Prefeito paulistano chegou a alegar hipossuficiência, o “atestado de pobreza”, para obter imóveis rurais no município de Três Marias, enquanto morava e exercia cargos políticos em São Paulo; lá ele cria gado e arrenda as terras para plantação de eucalipto

Por Alceu Luís Castilho e Leonardo Fuhrmann

A face fazendeira do novo prefeito de São Paulo, Ricardo Nunes, não costuma ser mencionada. Embora ele tenha declarado nada menos que nove fazendas ao Tribunal Superior Eleitoral (TSE). Do total de R$ 4,84 milhões que ele informou possuir, R$ 991 mil dizem respeito a essas propriedades rurais, que somam pelo menos 1.347 hectares. Informes de eleições anteriores mostram que elas ficam em Três Marias, no centro-norte de Minas Gerais. Os carros-chefes da produção são o eucalipto e a pecuária.

Peões na Fazenda Bebedouro, em 2010, em imagens feitas por Ricardo Nunes. (Imagem: Reprodução/YouTube)

De Olho nos Ruralistas constatou que duas dessas fazendas foram obtidas por usucapião, recurso jurídico para situações em que a pessoa ocupa um bem de forma pacífica e de maneira ininterrupta, sem que necessariamente exista boa-fé. O expediente geralmente é utilizado, no campo, para garantir a propriedade a pequenos posseiros, que produzem para subsistência.

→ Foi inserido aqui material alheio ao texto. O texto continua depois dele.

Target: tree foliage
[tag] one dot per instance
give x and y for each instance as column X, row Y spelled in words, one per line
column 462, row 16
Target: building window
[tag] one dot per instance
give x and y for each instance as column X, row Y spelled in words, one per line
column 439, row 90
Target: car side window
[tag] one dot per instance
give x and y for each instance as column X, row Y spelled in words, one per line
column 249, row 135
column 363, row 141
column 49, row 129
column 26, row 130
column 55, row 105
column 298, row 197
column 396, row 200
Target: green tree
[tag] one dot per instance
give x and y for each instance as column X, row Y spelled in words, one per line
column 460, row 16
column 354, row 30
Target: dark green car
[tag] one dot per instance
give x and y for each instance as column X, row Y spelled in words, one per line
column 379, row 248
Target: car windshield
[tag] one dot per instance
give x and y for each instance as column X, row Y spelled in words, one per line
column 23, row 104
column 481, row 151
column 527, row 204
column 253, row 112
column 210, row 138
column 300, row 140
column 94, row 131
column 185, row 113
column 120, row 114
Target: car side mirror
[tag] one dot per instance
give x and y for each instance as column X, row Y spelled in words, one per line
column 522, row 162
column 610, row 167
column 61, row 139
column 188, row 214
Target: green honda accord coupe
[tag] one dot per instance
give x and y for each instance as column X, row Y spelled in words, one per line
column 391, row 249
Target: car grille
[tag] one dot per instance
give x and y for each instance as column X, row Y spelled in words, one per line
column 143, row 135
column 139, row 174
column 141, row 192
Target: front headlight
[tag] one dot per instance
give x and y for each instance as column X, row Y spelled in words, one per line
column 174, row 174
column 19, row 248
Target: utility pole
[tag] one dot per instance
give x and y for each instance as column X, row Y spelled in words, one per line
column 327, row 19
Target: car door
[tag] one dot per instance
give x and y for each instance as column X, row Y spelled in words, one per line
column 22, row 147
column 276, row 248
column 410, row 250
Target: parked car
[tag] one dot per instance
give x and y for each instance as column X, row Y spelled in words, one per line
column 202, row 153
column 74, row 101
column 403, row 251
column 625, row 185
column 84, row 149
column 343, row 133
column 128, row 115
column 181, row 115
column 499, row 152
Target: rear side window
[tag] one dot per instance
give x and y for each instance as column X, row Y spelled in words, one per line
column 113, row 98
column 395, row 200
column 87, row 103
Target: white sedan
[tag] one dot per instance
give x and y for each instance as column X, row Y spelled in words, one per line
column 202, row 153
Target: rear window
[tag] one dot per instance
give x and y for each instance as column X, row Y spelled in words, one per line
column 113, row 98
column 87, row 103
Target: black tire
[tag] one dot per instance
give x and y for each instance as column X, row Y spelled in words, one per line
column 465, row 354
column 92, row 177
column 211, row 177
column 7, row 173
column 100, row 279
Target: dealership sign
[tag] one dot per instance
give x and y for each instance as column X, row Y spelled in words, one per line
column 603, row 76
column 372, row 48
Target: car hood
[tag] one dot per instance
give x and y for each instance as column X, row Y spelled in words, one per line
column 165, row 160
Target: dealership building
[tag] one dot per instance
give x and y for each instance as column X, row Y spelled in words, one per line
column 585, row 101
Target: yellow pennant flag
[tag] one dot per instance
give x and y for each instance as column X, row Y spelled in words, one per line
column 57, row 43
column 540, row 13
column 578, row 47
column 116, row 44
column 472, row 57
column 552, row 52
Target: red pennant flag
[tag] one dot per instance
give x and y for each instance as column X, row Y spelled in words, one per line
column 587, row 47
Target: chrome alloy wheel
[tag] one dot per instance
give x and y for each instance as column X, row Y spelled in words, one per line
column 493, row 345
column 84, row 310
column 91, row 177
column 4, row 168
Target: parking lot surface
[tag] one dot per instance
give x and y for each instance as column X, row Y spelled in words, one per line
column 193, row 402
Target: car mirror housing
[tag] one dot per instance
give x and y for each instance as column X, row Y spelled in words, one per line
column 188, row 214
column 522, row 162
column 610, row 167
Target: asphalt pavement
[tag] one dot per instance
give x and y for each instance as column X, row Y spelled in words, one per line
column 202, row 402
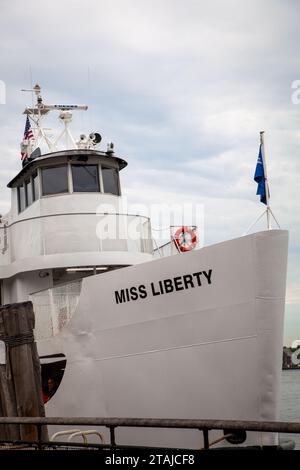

Efetivado prefeito após a morte de Bruno Covas (PSDB), enterrado no domingo em Santos, Ricardo Nunes (MDB) é um dono de imobiliária que costuma ser descrito a partir de sua face religiosa. Ele informou possuir, em 2018, um apartamento de R$ 600 mil. Mas não informou em qual cidade. Nas eleições de 2012, 2014 e 2016 ele tinha casa e vários terrenos em São Paulo, nos bairros Cidade Dutra e Parelheiros, na zona sul, em Embu-Guaçu e Campinas. Os processos por usucapião foram obtidos em Minas, em região de Cerrado.

DECISÕES EM MINAS FORAM TOMADAS COM TRÊS DIAS DE DIFERENÇA

As decisões da Justiça mineira favoráveis a Ricardo Nunes foram tomadas em junho do ano passado. Os dois processos por usucapião foram iniciados em 2014, quando ele era vereador na capital paulista e concorreu pela primeira vez a uma vaga na Câmara — ele conseguiu a suplência em 2018, pelo PMDB de São Paulo. As duas sentenças foram dadas pela juíza Sílvia Maria Paula Nascimento, com três dias de diferença.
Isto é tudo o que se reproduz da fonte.